My writings are not the whole of the puzzle but only its pieces. Only when all of them are read can a clear picture emerge—if it emerges at all.

― Atrona Grizel

A tree that bears fruit gets stoned; to survive, one must appear from the outside to be just an ordinary tree. Not to be normal, but to appear normal.

― Atrona Grizel

I feel like a criminal hiding their identity. My crime is having stolen a lifetime’s worth of gold—that is, having “stolen” myself. If I am caught, the gold will be taken from me; in other words, they will steal me from myself. Hence, constant vigilance and secrecy. When I interact with others, I give them only small ingots.

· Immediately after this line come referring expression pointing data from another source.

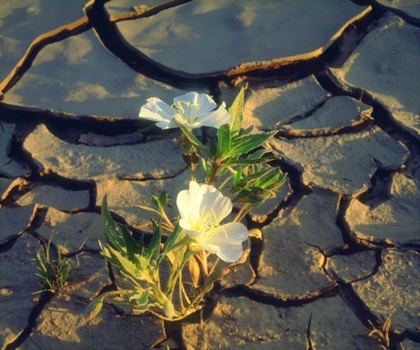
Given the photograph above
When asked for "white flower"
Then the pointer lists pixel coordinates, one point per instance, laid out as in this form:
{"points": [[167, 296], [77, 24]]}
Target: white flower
{"points": [[202, 208], [192, 110]]}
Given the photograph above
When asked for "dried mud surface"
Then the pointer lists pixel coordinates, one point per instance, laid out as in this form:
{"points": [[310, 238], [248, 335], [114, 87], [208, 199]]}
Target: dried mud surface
{"points": [[336, 263]]}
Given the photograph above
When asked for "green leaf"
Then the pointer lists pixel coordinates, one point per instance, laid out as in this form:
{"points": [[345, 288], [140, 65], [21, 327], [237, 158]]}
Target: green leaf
{"points": [[253, 195], [190, 136], [112, 233], [236, 111], [212, 148], [148, 209], [163, 199], [94, 307], [171, 239], [154, 245], [131, 246], [245, 161], [125, 265], [155, 201], [223, 141], [250, 179], [246, 143]]}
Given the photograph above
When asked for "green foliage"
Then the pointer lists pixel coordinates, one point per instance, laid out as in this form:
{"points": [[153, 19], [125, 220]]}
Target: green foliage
{"points": [[238, 160], [52, 272]]}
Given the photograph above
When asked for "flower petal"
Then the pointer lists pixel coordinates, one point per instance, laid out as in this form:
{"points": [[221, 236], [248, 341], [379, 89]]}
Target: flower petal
{"points": [[189, 202], [216, 205], [216, 118], [204, 101], [157, 110], [225, 242]]}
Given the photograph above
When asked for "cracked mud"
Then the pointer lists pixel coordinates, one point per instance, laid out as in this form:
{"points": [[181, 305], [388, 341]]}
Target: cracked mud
{"points": [[339, 249]]}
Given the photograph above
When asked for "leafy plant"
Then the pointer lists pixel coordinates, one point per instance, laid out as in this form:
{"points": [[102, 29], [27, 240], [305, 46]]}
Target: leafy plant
{"points": [[236, 164]]}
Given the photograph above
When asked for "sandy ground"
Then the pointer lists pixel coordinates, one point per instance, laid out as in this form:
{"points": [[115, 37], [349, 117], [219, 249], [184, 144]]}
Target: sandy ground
{"points": [[339, 254]]}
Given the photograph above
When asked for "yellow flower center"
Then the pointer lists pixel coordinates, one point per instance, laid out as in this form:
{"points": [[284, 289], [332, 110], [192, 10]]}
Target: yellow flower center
{"points": [[178, 106]]}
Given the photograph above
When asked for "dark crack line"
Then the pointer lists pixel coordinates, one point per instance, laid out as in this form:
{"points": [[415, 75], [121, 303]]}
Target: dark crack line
{"points": [[365, 315], [147, 12], [77, 27], [381, 116], [308, 334]]}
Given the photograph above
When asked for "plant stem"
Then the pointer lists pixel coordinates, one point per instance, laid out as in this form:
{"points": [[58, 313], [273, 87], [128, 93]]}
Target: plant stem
{"points": [[239, 216], [214, 171]]}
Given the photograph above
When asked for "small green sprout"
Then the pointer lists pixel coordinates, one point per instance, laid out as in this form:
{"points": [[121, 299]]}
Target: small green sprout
{"points": [[381, 334], [53, 273]]}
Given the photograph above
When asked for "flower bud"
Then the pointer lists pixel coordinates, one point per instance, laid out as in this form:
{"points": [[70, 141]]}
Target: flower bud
{"points": [[168, 309]]}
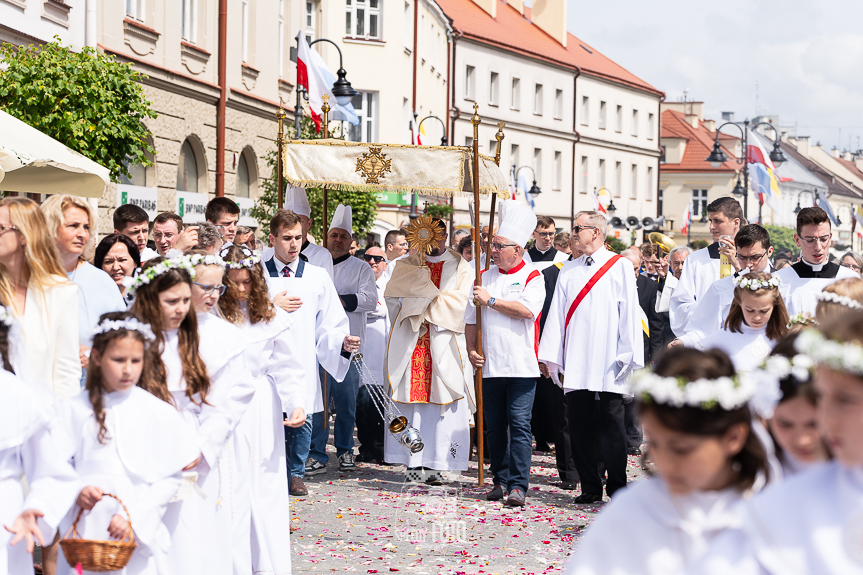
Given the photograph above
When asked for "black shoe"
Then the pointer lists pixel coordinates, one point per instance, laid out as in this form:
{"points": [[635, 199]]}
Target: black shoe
{"points": [[495, 494], [586, 498]]}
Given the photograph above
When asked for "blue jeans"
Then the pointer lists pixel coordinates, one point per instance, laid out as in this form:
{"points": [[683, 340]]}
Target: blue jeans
{"points": [[507, 406], [345, 396], [297, 444]]}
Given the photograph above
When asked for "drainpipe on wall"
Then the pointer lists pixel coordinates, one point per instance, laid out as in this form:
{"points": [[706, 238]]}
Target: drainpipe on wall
{"points": [[223, 98]]}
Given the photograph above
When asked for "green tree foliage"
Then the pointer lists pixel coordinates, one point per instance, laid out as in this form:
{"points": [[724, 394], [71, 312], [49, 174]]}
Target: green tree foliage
{"points": [[363, 204], [86, 100]]}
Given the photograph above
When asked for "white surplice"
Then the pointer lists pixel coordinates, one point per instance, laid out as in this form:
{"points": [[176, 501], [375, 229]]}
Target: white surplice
{"points": [[699, 273], [141, 461], [27, 449], [802, 282], [810, 523], [280, 387], [604, 334], [650, 531]]}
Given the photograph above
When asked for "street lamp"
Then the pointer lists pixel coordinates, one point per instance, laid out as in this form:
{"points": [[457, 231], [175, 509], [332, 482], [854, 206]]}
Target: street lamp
{"points": [[718, 157]]}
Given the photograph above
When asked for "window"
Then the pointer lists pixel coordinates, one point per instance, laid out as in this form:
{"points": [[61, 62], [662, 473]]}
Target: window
{"points": [[493, 89], [558, 170], [584, 174], [469, 83], [187, 169], [366, 107], [699, 203], [135, 9], [515, 98], [362, 19], [189, 22]]}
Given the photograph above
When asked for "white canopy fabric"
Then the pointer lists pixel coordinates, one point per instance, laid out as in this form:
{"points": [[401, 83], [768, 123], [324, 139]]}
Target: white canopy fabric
{"points": [[429, 170], [34, 163]]}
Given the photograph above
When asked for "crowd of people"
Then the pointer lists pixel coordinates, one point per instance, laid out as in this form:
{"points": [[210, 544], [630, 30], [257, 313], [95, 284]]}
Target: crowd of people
{"points": [[169, 377]]}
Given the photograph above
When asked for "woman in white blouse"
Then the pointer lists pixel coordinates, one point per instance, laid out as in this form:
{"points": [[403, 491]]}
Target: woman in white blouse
{"points": [[34, 285]]}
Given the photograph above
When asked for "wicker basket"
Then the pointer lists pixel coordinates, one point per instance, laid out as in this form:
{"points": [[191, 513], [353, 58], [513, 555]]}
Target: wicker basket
{"points": [[98, 556]]}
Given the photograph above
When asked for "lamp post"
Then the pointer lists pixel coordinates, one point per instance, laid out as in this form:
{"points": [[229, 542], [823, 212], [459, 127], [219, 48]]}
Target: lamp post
{"points": [[717, 157]]}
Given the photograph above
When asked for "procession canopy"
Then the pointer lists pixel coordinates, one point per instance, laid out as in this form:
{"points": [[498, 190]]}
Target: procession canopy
{"points": [[394, 168]]}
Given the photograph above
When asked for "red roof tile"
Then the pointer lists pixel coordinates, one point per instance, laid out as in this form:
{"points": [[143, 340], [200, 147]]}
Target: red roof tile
{"points": [[518, 34], [699, 144]]}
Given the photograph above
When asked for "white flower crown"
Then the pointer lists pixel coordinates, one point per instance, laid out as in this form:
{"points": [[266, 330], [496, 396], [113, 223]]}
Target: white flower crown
{"points": [[727, 393], [251, 260], [756, 284], [840, 299], [841, 356], [151, 273], [6, 318], [129, 324]]}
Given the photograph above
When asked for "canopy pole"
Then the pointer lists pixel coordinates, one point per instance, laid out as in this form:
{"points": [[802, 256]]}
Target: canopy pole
{"points": [[475, 120]]}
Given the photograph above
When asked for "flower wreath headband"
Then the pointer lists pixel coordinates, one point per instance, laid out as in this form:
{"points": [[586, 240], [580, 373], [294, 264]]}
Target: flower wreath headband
{"points": [[251, 259], [727, 393], [756, 284], [840, 299], [151, 273], [129, 324]]}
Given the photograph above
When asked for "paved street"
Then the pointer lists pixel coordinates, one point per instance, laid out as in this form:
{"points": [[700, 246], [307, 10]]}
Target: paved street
{"points": [[371, 521]]}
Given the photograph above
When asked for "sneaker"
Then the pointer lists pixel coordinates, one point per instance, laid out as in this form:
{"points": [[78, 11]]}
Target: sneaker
{"points": [[314, 467], [346, 461], [515, 498], [298, 488]]}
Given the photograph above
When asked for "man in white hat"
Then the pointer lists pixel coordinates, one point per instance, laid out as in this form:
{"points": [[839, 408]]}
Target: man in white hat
{"points": [[593, 333], [426, 360], [355, 284], [511, 298]]}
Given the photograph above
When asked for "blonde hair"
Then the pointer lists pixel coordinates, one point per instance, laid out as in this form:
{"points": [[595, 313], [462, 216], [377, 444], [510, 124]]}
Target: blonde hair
{"points": [[41, 258], [826, 311], [54, 210]]}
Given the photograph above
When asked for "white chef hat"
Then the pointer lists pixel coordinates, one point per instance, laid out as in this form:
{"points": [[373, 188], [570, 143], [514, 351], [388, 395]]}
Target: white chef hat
{"points": [[517, 222], [342, 219], [297, 201]]}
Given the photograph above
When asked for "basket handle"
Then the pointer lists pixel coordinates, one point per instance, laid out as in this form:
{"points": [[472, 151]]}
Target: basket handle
{"points": [[129, 536]]}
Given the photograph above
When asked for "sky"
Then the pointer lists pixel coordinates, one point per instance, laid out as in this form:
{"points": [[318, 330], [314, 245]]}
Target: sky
{"points": [[798, 59]]}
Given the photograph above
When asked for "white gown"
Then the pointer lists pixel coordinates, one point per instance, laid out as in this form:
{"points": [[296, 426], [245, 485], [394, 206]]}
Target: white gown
{"points": [[147, 445], [647, 530], [27, 450]]}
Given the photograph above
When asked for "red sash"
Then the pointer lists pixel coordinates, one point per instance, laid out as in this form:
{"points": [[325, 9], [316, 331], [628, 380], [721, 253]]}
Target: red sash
{"points": [[586, 289]]}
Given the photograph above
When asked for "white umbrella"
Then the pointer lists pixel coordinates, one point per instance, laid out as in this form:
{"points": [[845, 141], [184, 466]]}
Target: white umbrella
{"points": [[34, 163]]}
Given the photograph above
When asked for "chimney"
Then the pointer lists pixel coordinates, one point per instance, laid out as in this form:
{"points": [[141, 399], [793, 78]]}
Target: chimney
{"points": [[550, 16], [489, 6]]}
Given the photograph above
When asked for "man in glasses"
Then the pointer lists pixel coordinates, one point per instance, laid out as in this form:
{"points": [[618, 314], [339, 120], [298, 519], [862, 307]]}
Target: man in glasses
{"points": [[753, 255], [593, 334], [803, 280], [543, 253], [702, 267]]}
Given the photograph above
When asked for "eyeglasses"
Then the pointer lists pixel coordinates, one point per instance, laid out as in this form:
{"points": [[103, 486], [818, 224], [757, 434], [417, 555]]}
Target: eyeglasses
{"points": [[210, 288], [752, 259], [810, 241]]}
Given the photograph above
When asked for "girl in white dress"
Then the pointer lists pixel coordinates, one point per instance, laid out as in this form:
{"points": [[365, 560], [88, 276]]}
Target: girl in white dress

Sometimes I give nothing at all—only so they won’t “sense” me. I tore out my tongue and threw it away. Thus, even if I wanted to, I can no longer speak. Only so the diamonds inside me are not vomited out into the world. Am I not forced to hide, like someone who has swallowed an entire chest of treasure?

― Atrona Grizel

Their silence stems not from knowing too much, but from knowing nothing at all.

― Atrona Grizel

People will turn to others, seeking to share their burdens, to speak of their troubles aloud, for they cannot bear to face them in silence. Then, they will utter such words in hopes of “justifying” themselves: “Human needs human.”

― Atrona Grizel

People are not consumed by constant rumination in silence. Instead, they are driven by a more primal madness—a frantic need to be with others, much like an animal reacting to isolation.

― Atrona Grizel

I can’t help but pity those who belong to noise to be in a space and situation where silence reigns. The crown seems to have passed from them to me; “What happened now?” I ask them shamelessly. For only now do they directly witness that there exists another dimension of life—the fundamental dimension that permeates everything. Noise, within silence, resembles a small child playing with toys, utterly unaware of the universe beyond the sky.

― Atrona Grizel

What gives rise to optimism is the absence or ineffectiveness of ideals and dreams, whereas the main source of pessimism is the passion and attachment to these ideals and dreams, and the frustration they bring when faced with an ordinary world.

― Atrona Grizel

Wherever I go, I always feel as though I am an infiltrated agent on the enemy’s side.

― Atrona Grizel

While right in the middle of the moment, my eyes suddenly drift away, for my mind detaches from the setting. As a result, everything around feels as if “too far away.” I see galaxies, drift around black holes, or watch Earth endlessly spin in the middle of the void. Voices of people come from “somewhere,” and someone addresses my body, still present, asking: “Are you having fun?”

― Atrona Grizel

When I stepped into adulthood, the first thing I noticed was the intensity of normative values. What in adolescence had been an expectation suddenly turned into a ball and chain that a person drags along. People judged each other according to whether they owned a car, whether they bought a house, whether they obtained a diploma. They treated those who don’t drink or smoke as a child still, while they deemed “boring” and looked down upon those who are not interested in sex and lust. For they shaped their own values according to the values that society imposed on them. They had no values of their own. They were so hollow that there was no difference between them and externality itself. Whatever society was, they were the same. But isn’t that exactly the nature of society? I never carried the thought that it was made up of “individuals.” Society is created by homogeneous machines, and precisely for this reason, when one says “society,” what is meant is the reaction of the entire mass. Because the reaction they give is one and the same, which means that there are no individuals at all.